Quantifying the Effects on Lending of Increased Capital Requirements

INTRODUCTION

There is a strong consensus that reform of the financial regulatory system must include significant increases in the capital requirements for banks. All else equal, this should make the banks safer by providing a greater cushion to survive the mistakes and accidents from which they inevitably suffer. Higher capital requirements should also discourage transactions of lower economic value by creating a higher hurdle rate, since the extra units of capital need to be paid for by additional expected return. Some of the regrettable transactions that seemed attractive during the bubble might not have been undertaken at a higher hurdle rate.

Unfortunately, higher capital requirements are not free. At the margin, the increased hurdle rates are likely to: make it harder for businesses and individuals to obtain loans, raise the cost of loans, lower the interest rates offered to depositors and other suppliers of funds, and reduce the market value of the common stock of existing banks. One of the keys to determining the exact right size for an increase in minimum capital levels is to quantify these effects.

SUMMARY

The analysis presented here strongly suggests that the U.S. banking industry could adjust to higher capital requirements on loans through a combination of actions that would not wreak havoc on the system. Not surprisingly, the adjustments would need to come from a set of actions, since the rebalancing appears tough to achieve with any single move. Fortunately, the banks do have a variety of levers to pull which should allow them to make the transition.

These findings imply that there would likely be relatively small changes in loan volumes by U.S. banks as a result of higher capital requirements on loans retained on the banks’ balance sheets.

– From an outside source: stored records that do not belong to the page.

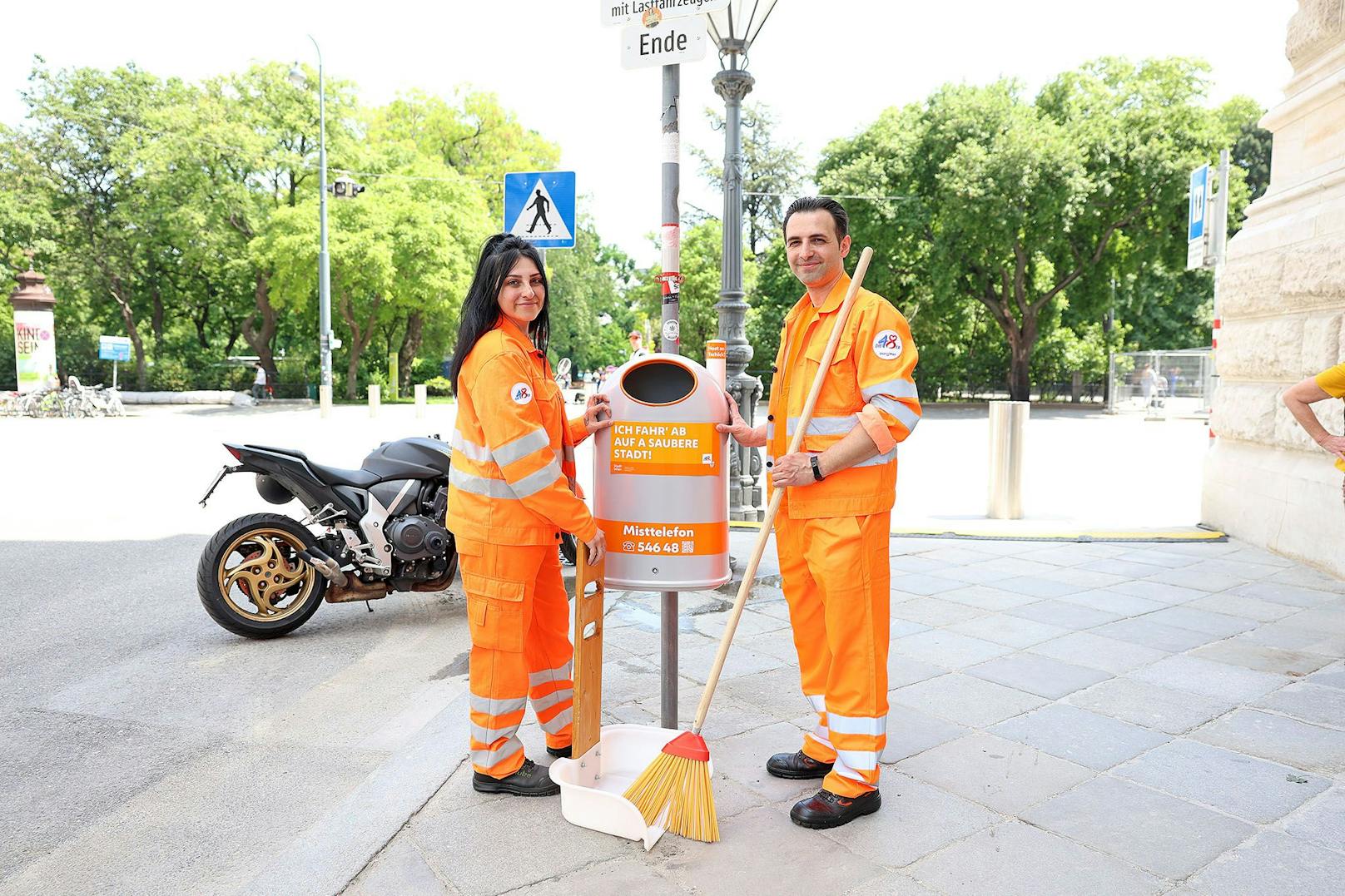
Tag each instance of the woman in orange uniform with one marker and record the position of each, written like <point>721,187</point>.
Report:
<point>511,494</point>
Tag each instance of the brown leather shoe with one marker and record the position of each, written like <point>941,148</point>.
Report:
<point>797,765</point>
<point>830,810</point>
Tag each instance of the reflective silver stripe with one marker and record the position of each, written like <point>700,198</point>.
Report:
<point>490,735</point>
<point>901,412</point>
<point>857,724</point>
<point>535,482</point>
<point>480,453</point>
<point>895,388</point>
<point>826,425</point>
<point>480,484</point>
<point>558,721</point>
<point>497,706</point>
<point>560,673</point>
<point>521,447</point>
<point>857,759</point>
<point>561,696</point>
<point>487,758</point>
<point>877,460</point>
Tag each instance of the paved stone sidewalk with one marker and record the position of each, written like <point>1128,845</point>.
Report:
<point>1065,719</point>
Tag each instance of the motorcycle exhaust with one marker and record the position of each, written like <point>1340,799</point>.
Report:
<point>325,565</point>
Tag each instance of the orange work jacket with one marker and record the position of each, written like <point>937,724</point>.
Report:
<point>513,473</point>
<point>869,384</point>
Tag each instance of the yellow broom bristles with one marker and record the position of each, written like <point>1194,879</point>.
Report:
<point>683,787</point>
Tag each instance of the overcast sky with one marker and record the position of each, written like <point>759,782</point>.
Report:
<point>826,69</point>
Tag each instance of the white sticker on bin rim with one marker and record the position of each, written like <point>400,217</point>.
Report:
<point>886,344</point>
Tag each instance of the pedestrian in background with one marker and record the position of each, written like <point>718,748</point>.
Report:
<point>513,492</point>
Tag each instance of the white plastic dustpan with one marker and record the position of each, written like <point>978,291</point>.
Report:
<point>592,785</point>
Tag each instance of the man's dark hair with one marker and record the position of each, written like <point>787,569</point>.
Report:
<point>821,203</point>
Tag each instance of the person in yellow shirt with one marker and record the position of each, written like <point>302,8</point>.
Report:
<point>833,525</point>
<point>1329,384</point>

The various actions required to restore an acceptable return on common equity appear unlikely to be large enough,even in the aggregate, to significantly discourage customers from borrowing or move them to other credit suppliers in a major way.

These findings may seem counterintuitive given the large percentage increase in required common equity devoted to lending considered here and the strong focus of bank managements on rationing that common equity. Three points may help clarify the results. First, banks are highly levered institutions - the great bulk of the funding for a loan comes from deposits and debt. Even though common equity is expensive, it accounts for less than a fifth of the cost of a typical loan. Second, higher equity levels reduce the risk of a bank and therefore lower the returns demanded by debt and equity investors, reducing the cost of each dollar of debt or equity supporting the loans. Third, as shown in detail below, reasonable actions by the banks can restore returns on equity to levels that are attractive to investors. Thus, there should be the ability for banks over time to raise new equity sufficient to maintain their loan volumes. It is true that large amounts of capital would need to be raised, but this appears quite feasible given a reasonable phase-in of the new rules. A four percentage point increase in the level of common equity as a percentage of the roughly $7.5 trillion of loans in the U.S. banking system would require about $300 billion of new equity. This would represent approximately a 20% increase in the existing $1.4 trillion of equity. Put another way, this could be obtained by retaining roughly two years worth of the system’s earnings, assuming even a 10% ROE for the banks as a whole. In practice, a mixture of capital raising and earnings retention would likely provide the needed capital.

A forthcoming paper will examine the extent to which competitive pressures from other financial intermediaries and classes of investors would change these conclusions. However, the fuller competitive analysis is unlikely to alter the conclusion that the volume and pricing of bank lending would not be affected in a large way. The required adjustments to restore an acceptable return on equity are simply too small, in the author’s opinion, to create a large degree of change.